Experts say the pandemic is worsening what is already a troublingly prevalent crime in our state. According to the Polaris Project, which manages the national Human Trafficking Hotline, Ohio comes in fifth in cases reported by state.
The coronavirus is adding complicated layers to the issue, as it causes economic hardships, sends more kids online to learn, and poses challenges in identifying victims and prosecuting perpetrators. All these factors lead to a disastrous reality: a high risk of individuals being exploited. The impact is felt by victims, survivors, organizations, law enforcement and health professionals.
During the panel discussion, more details on how the pandemic is affecting human trafficking were revealed. 3News Senior Health Correspondent Monica Robins moderated the conversation.

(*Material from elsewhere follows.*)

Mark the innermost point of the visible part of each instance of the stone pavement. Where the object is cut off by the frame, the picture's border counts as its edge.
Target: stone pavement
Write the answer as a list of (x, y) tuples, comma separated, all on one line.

You can re-watch the entire event in the player below:
“The event is especially important because COVID has really isolated all of us. It has isolated survivors from seeking services and it has really isolated us as social providers and systems who usually work hand in hand, very collaboratively, person to person. And, so it is really important that we get together in this event and reaffirm our commitment to doing this collaborative work despite all the challenges we are experiencing,” says Kirsti Mouncey, President and CEO of the Collaborative to End Human Trafficking. Kirsti was also one of the panelists to be featured in the upcoming virtual event.
Other panelists were:
- Kathleen Hackett, Pediatric SANE Program Coordinator, University Hospitals Rainbow Babies and Children’s Hospital
- Detective Jim Mackey, Assistant Director, Cuyahoga Regional Human Trafficking Task Force
- Karen McHenry, Homeless and Missing Youth Programs of Bellefaire JCB
- Sondra Miller, President and CEO, Cleveland Rape Crisis Center
January is Human Trafficking Awareness month, and the upcoming panel discussion is just one of the events that the Collaborative to End Human Trafficking is presenting as part of a year-long awareness campaign. Other events include monthly educational webinar sessions.
The Cleveland Rape Crisis Center, which is part of the Collaborative to End Human Trafficking, also brought awareness to the issue and offered a community conversation on Facebook on Jan. 27. The conversation topic will be on Legal Support for Survivors. For more information, visit the Cleveland Rape Crisis Center’s Facebook page.
“Human Trafficking is real. It exists in our community. It exists in our own backyards. Sometimes we have this notion that human trafficking is something that happens in foreign countries and it doesn’t affect us, it’s not an issue we need to pay attention to because it happens somewhere else. But the reality is that it is an issue that our local community is affected by,” says Kirsti Mouncey.
According to a press release by the Ohio Attorney General Dave Yost’s office, last October, law enforcement agencies and non-governmental partners throughout the state teamed up for Operation Autumn Hope. Through this effort to stop human trafficking, the Central Ohio Human Trafficking Task Force, Columbus Police’s PACT Unit and the Cuyahoga County Human Trafficking Task Force rescued over 100 human trafficking victims. And, the Mahoning Valley Human Trafficking Task Force and the Franklin County Sheriff’s Office Internet Crimes Against Children Task Force arrested more than 20 people searching to have sex with a minor.
Although progress has been made, Human Trafficking victims, survivors and care providers need the public’s help to bring awareness to the challenges COVID-19 is bringing to human trafficking.